News in Brief: Jan. 10 to Jan. 23



The Resource Center for Sexual & Gender Diversity, Undocumented Student Services, MultiCultural Center, and UC Immigrant Legal Services Center are kicking off the 2018 Immigration Awareness Week this week. Events include an art workshop, panel on intersectionality, and updates on “immigration policies protections including DACA, Dream Act, TPS.”

UC activists will head to UC San Francisco for the first Board of Regents meeting of 2018, where the regents are expected to vote on a proposed 2.7 percent in-state tuition hike on Wednesday and Thursday. An action item document from the University of California website states that the new funds will be used to make up for “lower-than-expected” state support. Funds will go to financial aid, mental health services, additional classes, and improving technology. If passed, it would generate an extra $137 million in funding.


Once the home of Crushcakes Cafe and Kol’s Café, Chinese restaurant 212 Degrees Hot Pot will soon inhabit the empty storefront at 6533 Trigo Rd, next to the Amazon lockers storefront. The owners of Kol’s Café placed a temporary closure sign on the door in May 2017 and officially closed the restaurant in September 2017.


County officials announced that the Thomas Fire had been 100 percent contained on Jan. 12, just over a month after it broke out near Thomas Aquinas College in Santa Paula. By the time firefighters contained the blaze, the Thomas Fire had become the largest wildfire in modern California history, totaling 281,893 acres burned. Over 1,000 structures burned, and two people were killed.

Women across the nation participated in the second annual Women’s March on Jan. 20, with a rally of nearly 3,500 people in Santa Barbara’s De la Guerra Plaza. The Santa Barbara Police Department asked that people not march, according to the Santa Barbara Independent, because a number of officers are still aiding the mudslide recovery efforts in Montecito.


Alaskan residents woke up early on Jan. 23 to a 7.9 magnitude earthquake, which prompted tsunami alerts down the West Coast. The National Weather Service called off the alert for the Californian coast at 4:17 a.m. Had a tsunami hit the Central Coast, the National Weather Service estimated that large waves would arrive in Santa Barbara between 6 and 7 a.m.

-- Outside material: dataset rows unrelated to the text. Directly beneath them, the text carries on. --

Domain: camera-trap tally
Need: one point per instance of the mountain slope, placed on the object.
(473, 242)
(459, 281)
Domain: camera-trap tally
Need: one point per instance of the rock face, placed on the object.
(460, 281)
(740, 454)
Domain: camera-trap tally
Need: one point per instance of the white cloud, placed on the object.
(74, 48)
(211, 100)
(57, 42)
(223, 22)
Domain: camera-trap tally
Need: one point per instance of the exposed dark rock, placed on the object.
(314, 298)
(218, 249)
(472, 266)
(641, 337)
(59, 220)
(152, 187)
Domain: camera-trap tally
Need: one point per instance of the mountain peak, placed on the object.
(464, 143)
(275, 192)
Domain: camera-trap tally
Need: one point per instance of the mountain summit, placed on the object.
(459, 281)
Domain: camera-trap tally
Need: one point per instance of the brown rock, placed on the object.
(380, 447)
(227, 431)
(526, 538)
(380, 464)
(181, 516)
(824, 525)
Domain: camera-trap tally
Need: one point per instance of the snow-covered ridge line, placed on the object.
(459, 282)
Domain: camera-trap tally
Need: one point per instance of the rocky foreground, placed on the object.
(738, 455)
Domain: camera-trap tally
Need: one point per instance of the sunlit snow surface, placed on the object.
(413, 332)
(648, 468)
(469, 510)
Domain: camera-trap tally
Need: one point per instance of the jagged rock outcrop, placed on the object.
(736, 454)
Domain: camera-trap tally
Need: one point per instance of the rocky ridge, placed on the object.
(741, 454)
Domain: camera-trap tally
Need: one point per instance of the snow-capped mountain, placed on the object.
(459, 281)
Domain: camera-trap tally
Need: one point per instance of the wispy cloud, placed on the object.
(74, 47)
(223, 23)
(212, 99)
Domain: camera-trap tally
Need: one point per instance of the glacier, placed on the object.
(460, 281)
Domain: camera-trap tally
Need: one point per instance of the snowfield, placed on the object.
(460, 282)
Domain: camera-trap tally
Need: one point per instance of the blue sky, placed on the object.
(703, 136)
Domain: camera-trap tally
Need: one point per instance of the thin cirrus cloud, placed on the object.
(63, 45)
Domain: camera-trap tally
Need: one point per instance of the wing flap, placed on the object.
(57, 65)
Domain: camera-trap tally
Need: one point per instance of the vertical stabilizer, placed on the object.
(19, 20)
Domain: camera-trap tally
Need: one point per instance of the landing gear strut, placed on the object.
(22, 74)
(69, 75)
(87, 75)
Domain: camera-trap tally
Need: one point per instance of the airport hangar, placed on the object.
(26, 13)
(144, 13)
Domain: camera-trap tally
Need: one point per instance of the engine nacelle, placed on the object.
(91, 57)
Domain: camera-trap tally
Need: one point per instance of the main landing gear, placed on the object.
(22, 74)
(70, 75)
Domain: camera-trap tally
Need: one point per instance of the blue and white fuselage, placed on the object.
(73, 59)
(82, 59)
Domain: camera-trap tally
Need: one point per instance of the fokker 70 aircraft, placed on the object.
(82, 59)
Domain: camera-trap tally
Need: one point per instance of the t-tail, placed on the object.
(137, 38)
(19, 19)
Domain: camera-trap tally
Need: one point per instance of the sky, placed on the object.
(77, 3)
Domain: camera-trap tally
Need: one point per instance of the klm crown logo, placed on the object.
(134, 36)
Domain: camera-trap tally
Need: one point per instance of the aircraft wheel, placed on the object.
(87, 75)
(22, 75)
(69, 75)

A budget proposal from Governor Jerry Brown’s office earlier this month showed that the state has a $6.1 billion budget surplus for the 2018-19 fiscal year. In his projection, Brown allocated $33.7 billion for the state’s higher education systems, which is approximately $893 million more than 2017-18. Critics say that the governor has not contributed enough to close the funding gap at the UC and CSU. In turn, Brown told reporters at a press conference on Jan. 10 that administrators need more “scrutiny” and “need to step up and more creatively engage in the process of making education reasonable and affordable.”